Forschungsbeiträge auf der HICSS 2020

Samstag, 28. Dezember 2019 um 17:17 Uhr

Auf der Hawaii Conference on Systems Science (HICSS) referiert Thorsten Schoormann zu "Software Tools for Supporting Reflection in Design Thinking Projects" und "Taxonomy Evaluation".

Wir freuen uns sehr, dass ISUM zwei erfolgreiche Beitragsannahmen auf der Hawaii Conference on Systems Science verzeichnen kann:


Schoormann, T., Hofer, J., & Knackstedt, R. (2020): Software Tools for Supporting Reflection in Design Thinking Projects. In: Proceedings of the Hawaii Conference on Systems Science (HICSS 2020), Hawaii, USA.

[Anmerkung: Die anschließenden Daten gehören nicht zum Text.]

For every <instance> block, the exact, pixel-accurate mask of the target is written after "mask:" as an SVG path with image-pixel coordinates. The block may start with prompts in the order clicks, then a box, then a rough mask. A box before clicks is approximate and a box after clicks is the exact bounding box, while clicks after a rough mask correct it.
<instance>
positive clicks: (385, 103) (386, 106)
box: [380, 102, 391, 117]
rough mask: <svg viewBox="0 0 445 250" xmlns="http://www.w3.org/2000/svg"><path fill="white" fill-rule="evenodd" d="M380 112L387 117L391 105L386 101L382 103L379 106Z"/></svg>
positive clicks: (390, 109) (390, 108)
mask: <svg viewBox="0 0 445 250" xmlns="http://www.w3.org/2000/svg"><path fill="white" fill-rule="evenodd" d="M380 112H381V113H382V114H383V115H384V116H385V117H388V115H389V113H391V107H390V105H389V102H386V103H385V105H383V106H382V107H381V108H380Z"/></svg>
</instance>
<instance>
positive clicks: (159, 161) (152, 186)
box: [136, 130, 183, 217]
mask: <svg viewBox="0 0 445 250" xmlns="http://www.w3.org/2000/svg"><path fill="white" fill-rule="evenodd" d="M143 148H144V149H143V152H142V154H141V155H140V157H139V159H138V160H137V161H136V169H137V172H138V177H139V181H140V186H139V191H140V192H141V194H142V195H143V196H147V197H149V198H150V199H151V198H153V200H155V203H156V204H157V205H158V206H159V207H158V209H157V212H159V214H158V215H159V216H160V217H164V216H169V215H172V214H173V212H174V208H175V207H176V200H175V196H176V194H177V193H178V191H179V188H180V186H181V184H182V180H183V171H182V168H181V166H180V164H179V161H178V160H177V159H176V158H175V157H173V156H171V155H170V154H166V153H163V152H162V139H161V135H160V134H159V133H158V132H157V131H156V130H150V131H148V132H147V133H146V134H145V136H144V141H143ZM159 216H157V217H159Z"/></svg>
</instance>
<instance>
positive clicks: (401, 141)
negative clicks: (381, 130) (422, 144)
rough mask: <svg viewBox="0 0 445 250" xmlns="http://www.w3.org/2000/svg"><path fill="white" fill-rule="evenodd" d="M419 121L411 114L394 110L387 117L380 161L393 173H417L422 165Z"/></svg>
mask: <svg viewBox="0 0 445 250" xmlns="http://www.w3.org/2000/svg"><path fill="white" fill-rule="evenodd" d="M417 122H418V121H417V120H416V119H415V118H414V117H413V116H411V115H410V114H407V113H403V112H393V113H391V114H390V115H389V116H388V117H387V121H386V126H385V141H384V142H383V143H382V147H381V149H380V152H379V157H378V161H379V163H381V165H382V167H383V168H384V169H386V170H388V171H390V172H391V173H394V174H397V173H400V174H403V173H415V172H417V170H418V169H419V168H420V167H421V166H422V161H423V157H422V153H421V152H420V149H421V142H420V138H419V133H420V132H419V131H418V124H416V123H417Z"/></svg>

In creative work such as design thinking projects, teams mostly seek to solve complex (wicked) problems as well as situations of uncertainty and value conflicts. To design solutions that cope with these aspects, teams usually start doing something, reflect on their results, and adjust their process. By actually doing something, tacit knowledge (i.e., knowing-in-action) of individuals is disclosed, which might be beneficial for an entire project team because it allows drawing on information and experiences that go beyond single individuals. Accordingly, the present study aims to investigate how tools can be designed that support collaborative reflection in creativity-driven projects. Drawing on reflection theory and several expert interviews, we derive design requirements as well as present a concrete software-based prototype as an expository instantiation.


Szopinski, D., Schoormann, T., & Kundisch, D. (2020): Criteria as a Prelude for Guiding Taxonomy Evaluation. In: Proceedings of the Hawaii Conference on Systems Science (HICSS 2020), Hawaii, USA.

Taxonomies are design science artifacts used by researchers and practitioners to describe and classify existing or future objects of a domain. As such, they constitute a necessary foundation for theory building. Yet despite the great interest in taxonomies, there is virtually no guidance on how to rigorously evaluate them. Based on a literature review and a sample of 446 articles, this study explores the criteria currently employed in taxonomy evaluations. Surprisingly, we find that only a minority of taxonomy building projects actually evaluate their taxonomies and that there is no consistency across the multiplicity of criteria used. Our study provides a structured overview of the taxonomy evaluation criteria used by IS researchers and proposes a set of potential guidelines to support future evaluations. The purposeful and rigorous taxonomy evaluation our study advances contributes to DSR by bridging the gap between generic evaluation criteria and concrete taxonomy evaluation criteria.